I media ucraini sostengono che Umerov, durante il suo ruolo di ministro della Difesa, abbia ceduto alle pressioni di Mindych per approvare forniture di giubbotti antiproiettile non conformi, e ora si starebbe sottraendo al rientro in patria per timore di ritorsioni legate a presunte influenze del businessman.
L’inviato americano è atteso in Turchia mercoledì per un faccia a faccia con lo Zelens’kyj. Secondo l’Economist, lo Witkoff avrebbe cancellato un appuntamento con il capo di gabinetto presidenziale Andriy Yermak, sospettato di intrecci con la rete di Mindych, per evitare di incappare in ulteriori tensioni politiche che potrebbero accelerare un possibile licenziamento dello Yermak.

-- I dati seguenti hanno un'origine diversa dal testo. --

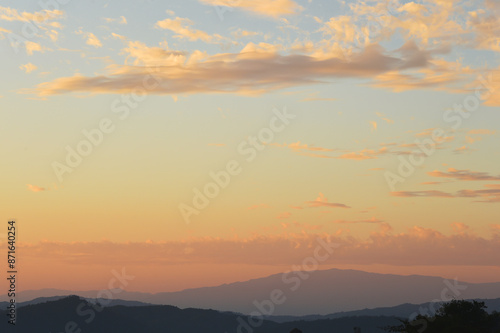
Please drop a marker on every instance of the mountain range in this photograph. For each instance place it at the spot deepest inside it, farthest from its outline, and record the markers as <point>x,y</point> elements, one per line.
<point>303,293</point>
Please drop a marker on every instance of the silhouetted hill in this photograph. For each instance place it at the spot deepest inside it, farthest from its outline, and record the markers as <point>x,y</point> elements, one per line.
<point>400,311</point>
<point>72,313</point>
<point>323,292</point>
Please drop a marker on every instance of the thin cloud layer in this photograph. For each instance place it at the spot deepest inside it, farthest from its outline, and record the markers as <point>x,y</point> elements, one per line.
<point>467,175</point>
<point>416,246</point>
<point>254,70</point>
<point>489,195</point>
<point>271,8</point>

«Witkoff potrebbe non aver colto appieno lo scandalo in cui rischiava di ficcarsi concordando quell’incontro», ha osservato il giornalista dell’Economist Oliver Carroll su X.
Understand Witkoff-Yermak talks tomorrow in Turkey called off. Witkoff might not have been aware of the scandal he was walking into when agreeing the meeting, I’m told.

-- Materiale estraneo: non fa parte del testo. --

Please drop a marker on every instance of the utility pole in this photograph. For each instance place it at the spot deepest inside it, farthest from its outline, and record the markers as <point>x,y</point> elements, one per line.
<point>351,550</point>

— Oliver Carroll (@olliecarroll) November 18, 2025
Mosca ha ribadito che un accordo stabile deve salvaguardare le sue priorità in termini di sicurezza. Dmitriev si è detto «moderatamente fiducioso» sulla bozza americana, notando: «Abbiamo l’impressione che la prospettiva russa sia stata finalmente presa in considerazione».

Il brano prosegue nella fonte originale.